The unexamined life may not be worth living but the examined one is no bed of roses either.
Posted by: Richard Jensen | Nov 14, 2008 5:51:20 AM
Looks like one of those répérages by Alain Resnais ... cf. his books with pictures of the same name.
Posted by: S'z | Dec 25, 2008 8:59:32 PM
However if you think Mr Bean's Holiday is the worst thing Antoine de Caunes has been associated with think of those of us in Britain - for nine years he hosted the end of the pier style comic smut magazine show Eurotrash, along with Jean Paul Gaultier for the first four seasons.
It is quite difficult to take either of them seriously now after years of seeing them introduce clips of naked Germans, old men taking plaster casts of the breasts of young ladies, making causal chitchat with the cripplingly (and fatally) endowed Lolo Ferrari (in order to introduce short, but quite funny, meta-segments such as "Lolo lies down" or "Lolo bounces on a trampoline for a while") and introducing the latest awful generic Euro-pop band to play the show out!

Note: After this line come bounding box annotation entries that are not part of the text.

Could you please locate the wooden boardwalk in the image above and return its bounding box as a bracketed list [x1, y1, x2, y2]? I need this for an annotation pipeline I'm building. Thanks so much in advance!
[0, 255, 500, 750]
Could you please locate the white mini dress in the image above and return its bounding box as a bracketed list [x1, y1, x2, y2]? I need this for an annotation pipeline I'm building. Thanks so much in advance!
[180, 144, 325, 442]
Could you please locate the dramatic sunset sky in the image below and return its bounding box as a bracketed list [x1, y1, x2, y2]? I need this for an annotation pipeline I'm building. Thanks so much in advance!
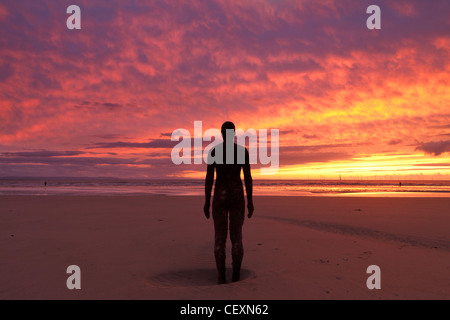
[0, 0, 450, 179]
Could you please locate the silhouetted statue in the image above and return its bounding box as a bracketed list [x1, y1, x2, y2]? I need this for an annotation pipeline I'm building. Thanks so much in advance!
[203, 121, 254, 284]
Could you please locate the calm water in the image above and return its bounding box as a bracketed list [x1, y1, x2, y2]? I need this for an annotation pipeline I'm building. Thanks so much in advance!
[0, 178, 450, 197]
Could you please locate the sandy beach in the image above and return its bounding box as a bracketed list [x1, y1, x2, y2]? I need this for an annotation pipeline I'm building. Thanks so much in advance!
[0, 196, 450, 300]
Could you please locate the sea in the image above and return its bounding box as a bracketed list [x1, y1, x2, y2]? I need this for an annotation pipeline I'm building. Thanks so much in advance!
[0, 178, 450, 197]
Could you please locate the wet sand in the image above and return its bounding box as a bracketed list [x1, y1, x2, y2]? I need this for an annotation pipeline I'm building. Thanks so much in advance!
[0, 196, 450, 300]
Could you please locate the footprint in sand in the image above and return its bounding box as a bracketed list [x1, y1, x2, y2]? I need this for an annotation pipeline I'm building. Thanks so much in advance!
[146, 269, 255, 288]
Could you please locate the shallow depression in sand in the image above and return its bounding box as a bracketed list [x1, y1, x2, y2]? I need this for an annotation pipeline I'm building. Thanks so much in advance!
[147, 269, 255, 288]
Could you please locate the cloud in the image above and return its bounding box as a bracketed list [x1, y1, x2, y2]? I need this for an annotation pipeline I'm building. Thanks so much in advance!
[0, 150, 85, 158]
[416, 140, 450, 156]
[388, 139, 402, 146]
[0, 0, 450, 178]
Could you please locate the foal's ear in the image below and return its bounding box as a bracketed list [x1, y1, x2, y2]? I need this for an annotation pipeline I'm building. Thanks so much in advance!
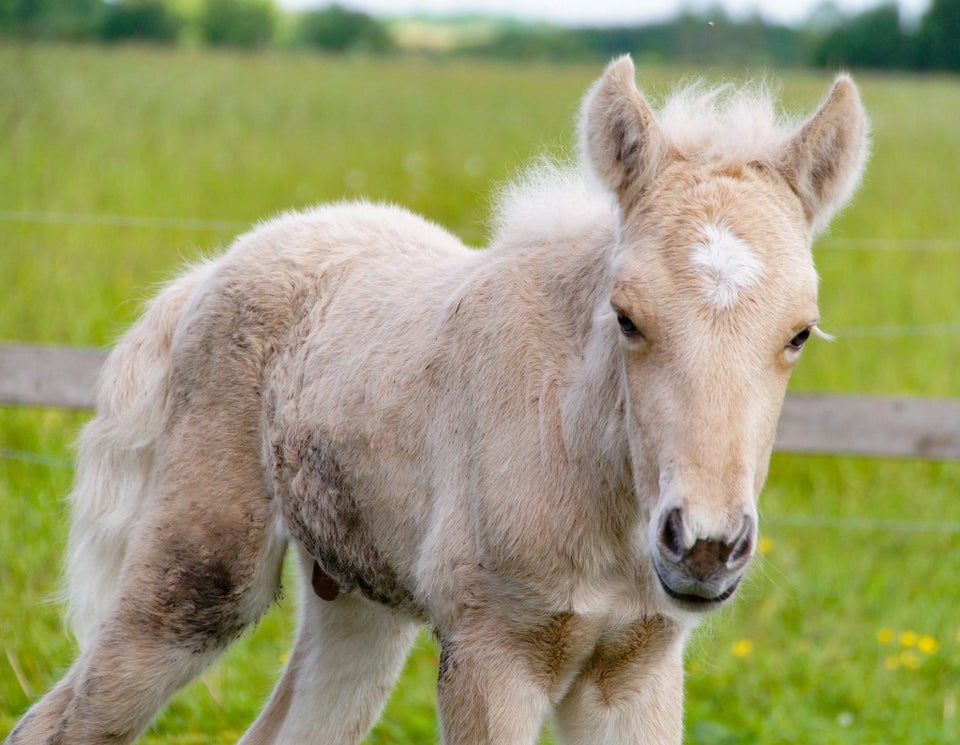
[580, 56, 671, 208]
[780, 75, 869, 231]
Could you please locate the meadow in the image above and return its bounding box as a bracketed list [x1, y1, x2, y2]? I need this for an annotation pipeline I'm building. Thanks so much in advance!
[0, 46, 960, 745]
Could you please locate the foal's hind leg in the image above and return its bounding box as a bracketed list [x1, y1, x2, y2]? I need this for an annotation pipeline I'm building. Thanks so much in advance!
[9, 436, 285, 745]
[241, 551, 418, 745]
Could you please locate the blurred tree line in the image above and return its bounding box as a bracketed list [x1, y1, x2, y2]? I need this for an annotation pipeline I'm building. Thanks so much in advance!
[0, 0, 960, 71]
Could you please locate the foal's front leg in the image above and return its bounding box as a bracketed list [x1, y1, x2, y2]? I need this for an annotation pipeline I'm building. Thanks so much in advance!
[556, 618, 685, 745]
[437, 634, 549, 745]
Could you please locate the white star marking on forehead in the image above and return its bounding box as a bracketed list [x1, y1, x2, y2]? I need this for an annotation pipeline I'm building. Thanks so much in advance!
[690, 223, 763, 310]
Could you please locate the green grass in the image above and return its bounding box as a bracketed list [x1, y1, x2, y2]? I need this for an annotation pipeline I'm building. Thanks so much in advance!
[0, 47, 960, 745]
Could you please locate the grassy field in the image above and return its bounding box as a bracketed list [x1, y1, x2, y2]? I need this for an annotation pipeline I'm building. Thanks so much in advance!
[0, 47, 960, 745]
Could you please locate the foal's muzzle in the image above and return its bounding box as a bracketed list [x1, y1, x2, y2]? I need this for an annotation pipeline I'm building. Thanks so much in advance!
[653, 509, 755, 611]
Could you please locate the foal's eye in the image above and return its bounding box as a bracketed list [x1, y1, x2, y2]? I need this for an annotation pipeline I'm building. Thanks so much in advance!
[790, 329, 810, 350]
[617, 311, 643, 337]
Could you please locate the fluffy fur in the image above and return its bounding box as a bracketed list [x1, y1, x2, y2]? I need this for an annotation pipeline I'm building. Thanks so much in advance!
[9, 59, 865, 745]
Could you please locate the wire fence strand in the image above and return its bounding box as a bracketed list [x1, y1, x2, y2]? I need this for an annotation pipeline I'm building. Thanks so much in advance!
[0, 448, 960, 535]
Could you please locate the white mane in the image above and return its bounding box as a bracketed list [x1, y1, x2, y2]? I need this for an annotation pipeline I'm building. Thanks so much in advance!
[491, 81, 799, 245]
[491, 156, 617, 245]
[657, 81, 799, 165]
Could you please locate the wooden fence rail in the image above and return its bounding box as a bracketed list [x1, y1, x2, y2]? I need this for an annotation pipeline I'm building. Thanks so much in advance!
[0, 344, 960, 460]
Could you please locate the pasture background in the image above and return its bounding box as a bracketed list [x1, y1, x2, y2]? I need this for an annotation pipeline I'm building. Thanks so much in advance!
[0, 46, 960, 745]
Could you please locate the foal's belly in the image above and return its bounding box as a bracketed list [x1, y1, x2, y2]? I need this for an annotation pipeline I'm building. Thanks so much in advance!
[273, 422, 423, 618]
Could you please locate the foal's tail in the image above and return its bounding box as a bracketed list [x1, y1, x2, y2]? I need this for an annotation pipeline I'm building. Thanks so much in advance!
[65, 264, 210, 647]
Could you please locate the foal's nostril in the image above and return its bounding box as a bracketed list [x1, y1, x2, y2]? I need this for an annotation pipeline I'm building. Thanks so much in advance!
[660, 509, 686, 561]
[726, 517, 753, 564]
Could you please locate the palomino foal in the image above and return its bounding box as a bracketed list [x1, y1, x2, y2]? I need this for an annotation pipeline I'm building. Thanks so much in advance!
[9, 58, 866, 745]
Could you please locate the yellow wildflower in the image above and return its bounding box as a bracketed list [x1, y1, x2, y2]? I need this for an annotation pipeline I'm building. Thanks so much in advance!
[917, 634, 940, 654]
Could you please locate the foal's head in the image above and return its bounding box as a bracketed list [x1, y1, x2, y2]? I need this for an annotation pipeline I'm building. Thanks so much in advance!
[581, 58, 866, 609]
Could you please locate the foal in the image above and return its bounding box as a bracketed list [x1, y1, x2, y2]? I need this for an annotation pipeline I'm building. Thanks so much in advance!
[9, 58, 866, 745]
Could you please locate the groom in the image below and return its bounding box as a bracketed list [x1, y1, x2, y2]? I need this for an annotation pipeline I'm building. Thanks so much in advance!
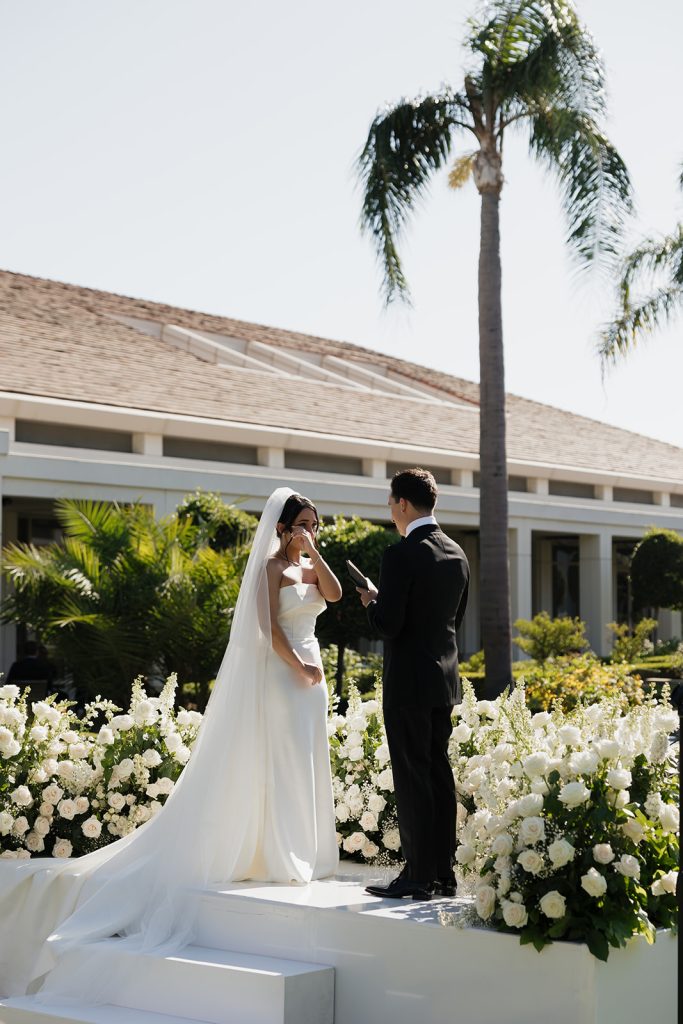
[358, 469, 470, 899]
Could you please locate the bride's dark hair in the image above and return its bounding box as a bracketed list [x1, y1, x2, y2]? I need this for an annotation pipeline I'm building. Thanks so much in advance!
[275, 495, 319, 535]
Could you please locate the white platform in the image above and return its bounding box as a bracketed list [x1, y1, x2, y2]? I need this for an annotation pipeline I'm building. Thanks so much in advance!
[0, 863, 676, 1024]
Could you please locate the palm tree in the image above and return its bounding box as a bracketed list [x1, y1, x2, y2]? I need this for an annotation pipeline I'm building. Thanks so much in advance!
[600, 165, 683, 360]
[358, 0, 631, 695]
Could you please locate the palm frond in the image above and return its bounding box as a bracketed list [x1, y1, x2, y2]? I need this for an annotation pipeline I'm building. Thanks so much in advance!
[529, 106, 633, 264]
[357, 91, 470, 303]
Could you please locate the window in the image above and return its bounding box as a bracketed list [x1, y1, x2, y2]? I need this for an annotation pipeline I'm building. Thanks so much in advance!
[285, 451, 362, 476]
[164, 437, 257, 466]
[387, 462, 451, 483]
[14, 420, 133, 452]
[612, 487, 654, 505]
[548, 480, 595, 498]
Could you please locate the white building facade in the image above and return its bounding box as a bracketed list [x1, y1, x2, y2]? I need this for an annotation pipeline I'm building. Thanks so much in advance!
[0, 273, 683, 671]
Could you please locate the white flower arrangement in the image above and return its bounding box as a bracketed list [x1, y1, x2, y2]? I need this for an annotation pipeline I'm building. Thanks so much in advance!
[452, 681, 679, 959]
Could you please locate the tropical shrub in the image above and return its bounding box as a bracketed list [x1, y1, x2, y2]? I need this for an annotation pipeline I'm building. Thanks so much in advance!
[512, 611, 588, 662]
[453, 683, 679, 959]
[517, 652, 643, 712]
[607, 618, 657, 662]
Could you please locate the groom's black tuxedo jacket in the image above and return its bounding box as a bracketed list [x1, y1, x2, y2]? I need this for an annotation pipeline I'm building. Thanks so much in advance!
[368, 524, 470, 708]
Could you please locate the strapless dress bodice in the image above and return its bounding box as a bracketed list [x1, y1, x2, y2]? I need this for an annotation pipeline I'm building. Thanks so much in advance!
[278, 583, 327, 641]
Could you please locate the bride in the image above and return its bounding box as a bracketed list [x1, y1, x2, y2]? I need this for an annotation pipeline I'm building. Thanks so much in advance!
[0, 487, 342, 1002]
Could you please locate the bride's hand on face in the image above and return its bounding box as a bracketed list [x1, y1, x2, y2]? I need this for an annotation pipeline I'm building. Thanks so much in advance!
[299, 662, 323, 686]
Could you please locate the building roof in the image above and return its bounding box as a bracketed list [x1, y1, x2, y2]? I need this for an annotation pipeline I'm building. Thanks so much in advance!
[0, 271, 683, 484]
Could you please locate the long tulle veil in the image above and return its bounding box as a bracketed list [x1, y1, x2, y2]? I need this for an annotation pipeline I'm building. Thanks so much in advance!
[0, 487, 293, 1002]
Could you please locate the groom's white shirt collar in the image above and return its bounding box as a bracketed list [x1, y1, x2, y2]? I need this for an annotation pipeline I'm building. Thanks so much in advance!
[405, 515, 438, 537]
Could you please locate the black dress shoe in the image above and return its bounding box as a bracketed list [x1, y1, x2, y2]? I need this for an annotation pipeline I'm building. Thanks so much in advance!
[366, 878, 432, 900]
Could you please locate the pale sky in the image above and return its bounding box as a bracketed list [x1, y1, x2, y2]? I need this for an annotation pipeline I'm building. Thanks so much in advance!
[0, 0, 683, 445]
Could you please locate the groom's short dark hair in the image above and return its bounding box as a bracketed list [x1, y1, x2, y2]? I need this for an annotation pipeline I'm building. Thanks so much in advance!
[391, 466, 438, 512]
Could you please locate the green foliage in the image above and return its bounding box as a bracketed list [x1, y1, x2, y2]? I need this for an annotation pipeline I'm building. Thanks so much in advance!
[513, 611, 588, 662]
[520, 653, 643, 712]
[176, 490, 258, 551]
[317, 516, 394, 696]
[1, 496, 247, 706]
[607, 618, 657, 662]
[631, 529, 683, 608]
[321, 643, 382, 697]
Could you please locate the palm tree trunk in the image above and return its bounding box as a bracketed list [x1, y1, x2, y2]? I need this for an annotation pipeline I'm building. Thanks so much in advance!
[479, 188, 512, 697]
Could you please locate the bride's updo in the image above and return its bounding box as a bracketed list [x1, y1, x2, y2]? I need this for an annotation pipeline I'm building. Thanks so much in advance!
[275, 495, 319, 536]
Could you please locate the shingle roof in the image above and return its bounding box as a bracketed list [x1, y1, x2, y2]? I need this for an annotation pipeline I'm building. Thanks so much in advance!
[0, 271, 683, 483]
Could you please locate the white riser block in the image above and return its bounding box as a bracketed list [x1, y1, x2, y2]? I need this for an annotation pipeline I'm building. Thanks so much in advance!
[40, 939, 334, 1024]
[0, 995, 200, 1024]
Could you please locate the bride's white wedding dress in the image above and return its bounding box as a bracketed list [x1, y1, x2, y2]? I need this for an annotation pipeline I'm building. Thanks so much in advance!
[0, 487, 338, 1002]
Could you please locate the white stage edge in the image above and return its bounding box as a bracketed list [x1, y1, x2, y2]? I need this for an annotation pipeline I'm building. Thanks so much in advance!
[0, 861, 676, 1024]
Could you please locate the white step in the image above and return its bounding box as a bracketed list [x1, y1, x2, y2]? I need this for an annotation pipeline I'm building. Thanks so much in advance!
[0, 995, 198, 1024]
[16, 939, 335, 1024]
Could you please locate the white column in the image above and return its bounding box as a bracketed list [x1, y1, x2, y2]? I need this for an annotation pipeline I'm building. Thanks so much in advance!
[256, 447, 285, 469]
[579, 530, 614, 655]
[510, 523, 531, 657]
[362, 459, 387, 480]
[133, 433, 164, 455]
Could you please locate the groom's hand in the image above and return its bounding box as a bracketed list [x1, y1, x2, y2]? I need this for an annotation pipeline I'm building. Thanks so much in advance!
[355, 580, 379, 608]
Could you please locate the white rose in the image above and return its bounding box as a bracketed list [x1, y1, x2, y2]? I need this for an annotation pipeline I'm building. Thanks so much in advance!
[560, 782, 591, 808]
[451, 722, 472, 743]
[490, 833, 513, 857]
[503, 899, 528, 928]
[377, 768, 393, 793]
[375, 743, 391, 765]
[581, 867, 607, 899]
[24, 831, 45, 853]
[548, 838, 577, 867]
[33, 814, 50, 838]
[519, 817, 546, 846]
[110, 715, 135, 732]
[614, 853, 640, 879]
[382, 828, 400, 851]
[650, 871, 678, 896]
[607, 768, 631, 790]
[659, 804, 680, 833]
[522, 751, 548, 778]
[133, 700, 157, 725]
[643, 793, 664, 818]
[57, 799, 77, 821]
[164, 733, 182, 754]
[10, 785, 33, 807]
[456, 843, 476, 864]
[368, 793, 386, 814]
[43, 782, 65, 805]
[539, 889, 567, 918]
[593, 843, 614, 864]
[557, 725, 582, 746]
[474, 886, 496, 921]
[116, 758, 135, 782]
[593, 739, 622, 761]
[517, 793, 543, 818]
[360, 811, 377, 831]
[342, 831, 368, 853]
[12, 814, 31, 836]
[81, 816, 102, 839]
[517, 850, 543, 874]
[360, 839, 380, 860]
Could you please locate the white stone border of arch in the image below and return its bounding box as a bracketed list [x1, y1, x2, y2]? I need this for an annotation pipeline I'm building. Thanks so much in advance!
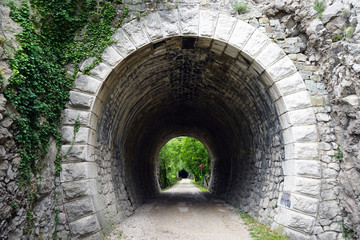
[61, 5, 321, 238]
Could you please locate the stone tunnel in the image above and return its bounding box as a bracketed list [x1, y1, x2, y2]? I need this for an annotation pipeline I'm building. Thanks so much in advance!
[61, 5, 321, 238]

It was mesmerisingly awful, yet compulsive watching in those pre-Internet days! Around the turn of the century as soon as people could easily access pornography, various freakish variety acts and German David Hasslehoff tribute bands at the click of a mouse the show sadly ended. Ah, those were more innocent days...!
Posted by: colinr | Jan 15, 2009 3:50:07 PM
Did anyone ever answer this? I'm sure they have. It's Mon Oncle D'Amerique by Resnais. I just discovered this blog. Excellent stuff. Now I have another excuse to rent Synecdoche again, to see the blog extra, which I haughtily eschewed before.